House Republicans soon to be in the majority are weighing committee appointments, and the applicants for chairman of the House Energy and Commerce Committee are drawing unusual amounts of attention. There’s Texas Joe Barton, the big oil investor who apologized to BP after the Gulf catastrophe, and there’s John Shimkus from Illinois, a caricature of a contemporary make-up-your-own science U.S. politician. Shimkus apparently studies climate change by reading the Bible and right-wing blogs and doesn’t hesitate to share what he has learned:
“If we decrease the use of carbon dioxide are we not taking away plant food from the atmosphere?” he said at a 2009 hearing of the same committee he now wants to chair. He also quoted Genesis and Matthew and talked about dinosaurs.

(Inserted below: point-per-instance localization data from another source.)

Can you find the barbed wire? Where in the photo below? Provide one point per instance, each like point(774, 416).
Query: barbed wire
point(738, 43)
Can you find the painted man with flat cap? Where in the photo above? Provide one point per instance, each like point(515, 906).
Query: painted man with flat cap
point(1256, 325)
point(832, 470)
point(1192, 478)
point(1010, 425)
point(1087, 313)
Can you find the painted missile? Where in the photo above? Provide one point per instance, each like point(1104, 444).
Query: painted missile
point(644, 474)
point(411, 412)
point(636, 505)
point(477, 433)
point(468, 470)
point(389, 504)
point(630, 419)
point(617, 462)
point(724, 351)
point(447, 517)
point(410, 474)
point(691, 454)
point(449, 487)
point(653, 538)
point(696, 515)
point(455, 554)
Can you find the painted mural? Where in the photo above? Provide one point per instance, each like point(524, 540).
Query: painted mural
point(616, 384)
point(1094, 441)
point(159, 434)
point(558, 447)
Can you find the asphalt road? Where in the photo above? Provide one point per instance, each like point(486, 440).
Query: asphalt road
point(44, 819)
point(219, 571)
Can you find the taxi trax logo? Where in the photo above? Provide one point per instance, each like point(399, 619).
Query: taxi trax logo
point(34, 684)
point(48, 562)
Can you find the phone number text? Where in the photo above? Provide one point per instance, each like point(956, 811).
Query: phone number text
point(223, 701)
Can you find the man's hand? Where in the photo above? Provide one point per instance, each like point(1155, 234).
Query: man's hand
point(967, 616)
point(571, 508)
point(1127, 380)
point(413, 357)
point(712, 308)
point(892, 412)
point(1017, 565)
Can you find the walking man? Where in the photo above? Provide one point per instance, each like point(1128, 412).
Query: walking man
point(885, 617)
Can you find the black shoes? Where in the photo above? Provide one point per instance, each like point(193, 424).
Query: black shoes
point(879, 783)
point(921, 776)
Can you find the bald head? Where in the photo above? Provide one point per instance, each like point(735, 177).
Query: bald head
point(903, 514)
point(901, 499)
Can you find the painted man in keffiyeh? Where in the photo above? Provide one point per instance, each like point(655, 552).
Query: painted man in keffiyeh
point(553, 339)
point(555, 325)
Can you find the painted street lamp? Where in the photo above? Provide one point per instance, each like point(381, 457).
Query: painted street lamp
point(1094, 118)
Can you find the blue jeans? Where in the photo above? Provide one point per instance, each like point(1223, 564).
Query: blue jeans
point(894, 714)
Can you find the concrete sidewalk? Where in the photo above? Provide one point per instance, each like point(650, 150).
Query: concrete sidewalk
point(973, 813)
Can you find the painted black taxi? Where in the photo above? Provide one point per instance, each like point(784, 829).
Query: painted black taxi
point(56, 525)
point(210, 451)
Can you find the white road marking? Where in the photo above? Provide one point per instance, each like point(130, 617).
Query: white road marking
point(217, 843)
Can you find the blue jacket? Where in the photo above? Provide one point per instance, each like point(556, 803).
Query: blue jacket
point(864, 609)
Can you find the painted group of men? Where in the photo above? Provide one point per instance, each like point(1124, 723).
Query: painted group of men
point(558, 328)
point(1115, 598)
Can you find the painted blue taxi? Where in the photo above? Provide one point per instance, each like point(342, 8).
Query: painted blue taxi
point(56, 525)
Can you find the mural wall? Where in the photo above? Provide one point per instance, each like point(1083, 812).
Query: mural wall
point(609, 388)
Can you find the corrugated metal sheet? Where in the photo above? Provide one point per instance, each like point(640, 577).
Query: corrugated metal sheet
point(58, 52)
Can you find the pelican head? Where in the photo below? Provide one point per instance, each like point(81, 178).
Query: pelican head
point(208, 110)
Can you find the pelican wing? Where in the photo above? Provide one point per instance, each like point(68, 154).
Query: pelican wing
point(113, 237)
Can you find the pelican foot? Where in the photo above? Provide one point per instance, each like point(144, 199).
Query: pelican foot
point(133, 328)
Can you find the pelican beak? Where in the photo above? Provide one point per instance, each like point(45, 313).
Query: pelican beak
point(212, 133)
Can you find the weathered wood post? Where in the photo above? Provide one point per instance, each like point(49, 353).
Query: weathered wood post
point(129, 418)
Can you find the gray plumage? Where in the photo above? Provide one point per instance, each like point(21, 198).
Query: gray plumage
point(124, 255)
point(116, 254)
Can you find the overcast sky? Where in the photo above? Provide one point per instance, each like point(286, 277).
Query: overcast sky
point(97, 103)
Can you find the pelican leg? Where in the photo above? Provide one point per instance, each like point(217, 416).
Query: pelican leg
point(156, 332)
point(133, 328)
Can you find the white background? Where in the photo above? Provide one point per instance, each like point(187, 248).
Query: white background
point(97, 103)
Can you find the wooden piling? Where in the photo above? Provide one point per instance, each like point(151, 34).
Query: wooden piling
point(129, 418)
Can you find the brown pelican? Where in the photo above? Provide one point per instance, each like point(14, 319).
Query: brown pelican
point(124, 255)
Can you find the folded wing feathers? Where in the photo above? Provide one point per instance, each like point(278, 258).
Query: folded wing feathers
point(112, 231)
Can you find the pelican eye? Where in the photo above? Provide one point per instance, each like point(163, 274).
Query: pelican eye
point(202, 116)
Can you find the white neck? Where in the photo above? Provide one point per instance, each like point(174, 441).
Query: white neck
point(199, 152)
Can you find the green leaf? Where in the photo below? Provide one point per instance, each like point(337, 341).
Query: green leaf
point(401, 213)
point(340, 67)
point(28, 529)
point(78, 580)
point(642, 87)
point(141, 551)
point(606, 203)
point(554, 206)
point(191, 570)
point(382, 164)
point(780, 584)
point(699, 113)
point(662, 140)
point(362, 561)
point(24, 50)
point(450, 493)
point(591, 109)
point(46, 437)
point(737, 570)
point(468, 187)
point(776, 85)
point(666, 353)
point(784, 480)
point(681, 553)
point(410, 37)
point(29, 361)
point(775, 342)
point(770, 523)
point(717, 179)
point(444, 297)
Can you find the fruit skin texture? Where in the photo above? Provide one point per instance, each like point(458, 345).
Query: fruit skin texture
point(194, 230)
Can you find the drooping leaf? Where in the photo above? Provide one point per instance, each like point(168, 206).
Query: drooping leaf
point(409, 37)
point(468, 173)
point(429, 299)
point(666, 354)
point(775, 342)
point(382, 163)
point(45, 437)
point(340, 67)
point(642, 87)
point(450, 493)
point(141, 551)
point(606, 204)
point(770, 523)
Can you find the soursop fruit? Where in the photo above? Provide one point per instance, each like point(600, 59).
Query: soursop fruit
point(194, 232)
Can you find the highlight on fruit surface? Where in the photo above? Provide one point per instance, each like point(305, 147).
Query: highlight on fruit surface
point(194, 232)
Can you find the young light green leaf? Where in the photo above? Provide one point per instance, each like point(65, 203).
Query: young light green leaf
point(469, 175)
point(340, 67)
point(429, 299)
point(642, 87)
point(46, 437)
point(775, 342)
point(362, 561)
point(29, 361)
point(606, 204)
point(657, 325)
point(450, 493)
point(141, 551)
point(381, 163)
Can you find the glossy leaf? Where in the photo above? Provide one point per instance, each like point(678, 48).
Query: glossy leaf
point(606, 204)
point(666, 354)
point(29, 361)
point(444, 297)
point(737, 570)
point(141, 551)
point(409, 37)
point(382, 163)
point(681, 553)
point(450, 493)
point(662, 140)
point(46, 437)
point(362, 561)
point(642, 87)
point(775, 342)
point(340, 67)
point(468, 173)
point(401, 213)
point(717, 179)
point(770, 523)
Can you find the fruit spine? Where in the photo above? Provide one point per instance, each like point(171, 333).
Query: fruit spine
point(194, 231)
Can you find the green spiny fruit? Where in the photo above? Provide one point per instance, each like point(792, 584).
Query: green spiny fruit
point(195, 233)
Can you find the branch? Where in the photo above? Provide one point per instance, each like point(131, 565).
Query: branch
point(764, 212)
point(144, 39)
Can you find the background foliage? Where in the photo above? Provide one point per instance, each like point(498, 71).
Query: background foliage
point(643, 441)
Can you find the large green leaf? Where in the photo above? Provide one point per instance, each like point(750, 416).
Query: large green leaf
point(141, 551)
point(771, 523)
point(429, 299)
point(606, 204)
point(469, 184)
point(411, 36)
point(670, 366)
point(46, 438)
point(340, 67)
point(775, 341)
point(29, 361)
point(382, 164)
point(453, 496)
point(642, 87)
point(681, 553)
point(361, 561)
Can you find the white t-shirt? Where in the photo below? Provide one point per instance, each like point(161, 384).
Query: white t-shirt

The Washington Independent’s Andrew Restuccia rounded up Shimkus’s greatest hits yesterday:
* “If we decrease the use of carbon dioxide are we not taking away plant food from the atmosphere?” he said at a 2009 hearing of the House Energy and Commerce Committee’s energy and environment subcommittee. “We could be doing just the opposite of what the people who want to save the world are saying.”
* At the same hearing, Shimkus said: “I want to start with Genesis:8, verse 21 and 22, ‘Never again will I curse the ground because of man even though every inclination of his heart is evil from childhood and never again will I destroy all living creatures as I have done. As long as the earth endures, sea, time and harvest, cold and heat, summer and winter, day and night will never cease.’ I believe that’s the infallible word of God and that’s the way it’s going to be for his creation.”
* He continued: “The second verse comes from Matthew:24. ‘And he will send his angel’s with a loud trumpet call and they will gather his elect from the four winds from one end of the heavens to the other.’ The earth will end only when God declares it’s time to be over. Man will not destroy this earth. This earth will not be destroyed by a flood.”
* “Today we have 388 parts per million in the atmosphere,” he went on. “I believe in the days of the dinosaurs, where we had the most flora and fauna, we were probably at 4,000 parts per million. There is a theological debate that this a carbon-starved planet, not too much carbon.”
* During another 2009 subcommittee hearing, Shimkus said, “When we breathe in, we breathe oxygen. When we breathe out, we breathe out carbon dioxide. Carbon dioxide is not a toxic emittent.”
* “I believe that the climate continually changes throughout the millions of years that the planet has been here on earth and will continue to change. I don’t think we can control the emissions from China and India, nor do I think they have any desire to control them,” he told Think Progress in 2009.
That’s Shimkus. Here’s Barton.
Simple enough. Who needs all those climate scientists at work in Colorado to weigh in on these questions?